Guilherme Reis (O Tempo)
Um possível surto de “contas-sujas” nos próximos quatro anos, mais uma vez joga o holofote sobre o cenário de quebradeira das cidades brasileiras. A Confederação Nacional dos Municípios (CNM) estima que, até 2016, aproximadamente 3 mil prefeitos podem se tornar inelegíveis ao deixarem os cargos com dívidas.
E uma parte desses gestores na “corda bamba” já terá sido vítima dos anteriores, de quem herdaram débitos. Se a previsão da entidade chegar perto de se cumprir, a Lei de Responsabilidade Fiscal (LRF) seria jogada no lixo: ou as finanças municipais são inadministráveis ou os prefeitos são desonestos, incompetentes e se fiam na impunidade.
A aposta natural seria na segunda opção. Contudo, o volume de prefeituras quebradas e de prefeitos envolvidos nessa projeção deriva a discussão para outro ponto: a revisão da norma fiscal.
SÓ MÁ GESTÃO?
O especialista em direito administrativo e advogado João Henrique Café avalia que “é fato” que, depois de sua criação, a administração pública melhorou. Contudo, estaria na hora de mudar. “Eu defendo uma flexibilização da lei, porém, ela tem que ser feita com outra lei. Não pode ser feita em cima de um acordo com os Tribunais de Contas”, defende.
A situação seria bem mais complexa do que uma revisão legal. Jaime Nápoles Villela, outro jurista, reconhece que existe má gestão. Contudo, aponta que, antes de mexer nas regras, seria preciso repensar a estrutura da federação.
“Não podemos considerar que 3 mil prefeitos sejam ficha-sujas. Existe um motivo maior. A concentração de receita da União faz com que o lado mais fraco sofra mais. Eu fui procurador em Barbacena e sei que os prefeitos temem a Lei de Responsabilidade Fiscal”, aponta o advogado.
FEDERAÇÃO
O presidente da CNM, Paulo Ziulkoski, também critica o atual modelo de pacto federativo e destaca o aspecto nocivo para as prefeituras das isenções fiscais praticadas pela União. Segundo o dirigente, o Brasil é o “país do faz de conta”.

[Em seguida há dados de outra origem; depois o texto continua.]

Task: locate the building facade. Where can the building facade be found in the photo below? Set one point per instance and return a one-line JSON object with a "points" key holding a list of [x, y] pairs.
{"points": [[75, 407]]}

“As desonerações só acontecem em impostos cuja receita é repassada para os municípios. Como que se administra uma cidade com queda de sua principal fonte de renda?”, critica Ziulkoski, referindo-se à redução de repasses do Fundo da Participação dos Municípios (FPM) causado pela desoneração do IPI.
Já o presidente da Associação Mineira de Municípios (AMM), Ângelo Roncalli, acredita que a LRF deveria ser mais flexível e considerar os casos de queda de repasses. “Ela não especifica em nenhum item uma mudança da apreciação das contas das cidades que tiveram problemas com os repasses do governo federal”.